RESERVOIR CHARACTERIZATION AND MODELING OF AN UPPER MIOCENE DEEPWATER FAN RESERVOIR, GENDALO FIELD, KUTAI BASIN, OFFSHORE EAST KALIMANTAN

摘要

The Gendalo Field is the largest of several deep-water gas discoveries in offshore East Kalimantan. The primary reservoir, the Upper Miocene Gendalo 1020, contains thin-bedded turbidites [median sand bed thickness is less than 3 inches/7.5 cm; average sand bed thickness is approximately 15 cm] deposited at the base-of-slope as a largely unconfined fan. Three internal units were mapped based on 3D seismic data and four wells.An object-based facies modeling and experimental design approach were used to: a) build static geocellular models, b) generate gas-in-place distributions, c) understand the key uncertainties, and d) provide models for dynamic flow simulation. Static and dynamic models for this reservoir incorporate lobe and channel geobody sizes from an analog Pleistocene fan located 170 km to the northeast. Three depositional styles were modeled: (1) 90% lobes with 10% channels, (2) 70% lobes with 30% channels, and (3) 100% channels. The models were populated with petrophysical properties from well data including net-to-gross, porosity, permeability, water saturation, and gas formation volume factor. Net-to-gross and structure were found to be the most important parameters in determining the gas-in-place distribution.To capture the uncertainty of reservoir connectivity, three levels (or scales) of compartmentalization were used. Each level of compartmentalization reduces cell connectivity using an independent transmissibility multiplier that reduces fluid flow. The three levels of compartmentalization are: (1)cell to cell lamination effect, (2) geobodies (channel and splay elements), and (3) possible larger-scale compartmentalization based on seismic discontinuities.

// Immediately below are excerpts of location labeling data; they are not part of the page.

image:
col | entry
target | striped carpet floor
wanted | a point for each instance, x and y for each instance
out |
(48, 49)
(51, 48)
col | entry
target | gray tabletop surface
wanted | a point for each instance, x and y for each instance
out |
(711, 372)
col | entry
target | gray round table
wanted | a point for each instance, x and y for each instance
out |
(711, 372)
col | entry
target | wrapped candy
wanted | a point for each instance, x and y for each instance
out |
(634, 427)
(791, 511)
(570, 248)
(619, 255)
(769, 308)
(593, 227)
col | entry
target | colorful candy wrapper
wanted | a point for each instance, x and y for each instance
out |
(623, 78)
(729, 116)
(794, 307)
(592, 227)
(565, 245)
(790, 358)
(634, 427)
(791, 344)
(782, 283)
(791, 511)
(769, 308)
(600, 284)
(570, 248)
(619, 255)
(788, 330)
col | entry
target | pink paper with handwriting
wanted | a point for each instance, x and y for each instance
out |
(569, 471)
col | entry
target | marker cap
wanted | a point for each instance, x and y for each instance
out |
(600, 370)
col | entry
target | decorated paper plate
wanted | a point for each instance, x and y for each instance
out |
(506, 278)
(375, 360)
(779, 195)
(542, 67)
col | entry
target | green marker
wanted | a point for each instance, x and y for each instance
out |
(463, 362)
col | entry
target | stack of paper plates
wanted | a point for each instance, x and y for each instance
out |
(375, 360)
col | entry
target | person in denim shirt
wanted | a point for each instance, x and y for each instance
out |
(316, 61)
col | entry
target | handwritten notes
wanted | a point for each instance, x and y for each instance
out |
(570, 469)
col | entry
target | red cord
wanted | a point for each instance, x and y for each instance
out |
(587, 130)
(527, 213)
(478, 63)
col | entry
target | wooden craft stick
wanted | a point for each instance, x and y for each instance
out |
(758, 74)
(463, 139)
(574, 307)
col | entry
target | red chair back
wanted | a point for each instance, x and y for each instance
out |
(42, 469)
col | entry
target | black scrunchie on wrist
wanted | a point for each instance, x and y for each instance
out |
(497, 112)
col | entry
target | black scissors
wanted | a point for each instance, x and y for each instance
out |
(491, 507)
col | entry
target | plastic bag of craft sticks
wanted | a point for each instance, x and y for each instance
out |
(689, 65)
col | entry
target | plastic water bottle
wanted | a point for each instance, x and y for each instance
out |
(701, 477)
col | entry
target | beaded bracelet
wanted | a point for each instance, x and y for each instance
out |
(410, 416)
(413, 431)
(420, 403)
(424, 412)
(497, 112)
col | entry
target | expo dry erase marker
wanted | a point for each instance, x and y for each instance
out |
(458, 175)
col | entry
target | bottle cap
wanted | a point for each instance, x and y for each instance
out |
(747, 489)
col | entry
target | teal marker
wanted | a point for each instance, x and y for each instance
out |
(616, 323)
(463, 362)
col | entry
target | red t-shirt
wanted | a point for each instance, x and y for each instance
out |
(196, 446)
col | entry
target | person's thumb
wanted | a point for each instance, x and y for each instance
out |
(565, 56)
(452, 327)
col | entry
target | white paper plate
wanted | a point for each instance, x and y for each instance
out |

The calibrated full-field models were consistent with Gendalo well drill-stem test data.Transmissibility multipliers were found to be an important and effective modeling tool for development optimization and production forecasting. Experimental design work suggests that in addition to net-to-gross and structure, all three levels of compartmentalization are critical factors for reserves uncertainty, whereas the depositional style (channel or lobe) is not an important parameter to reserve uncertainty.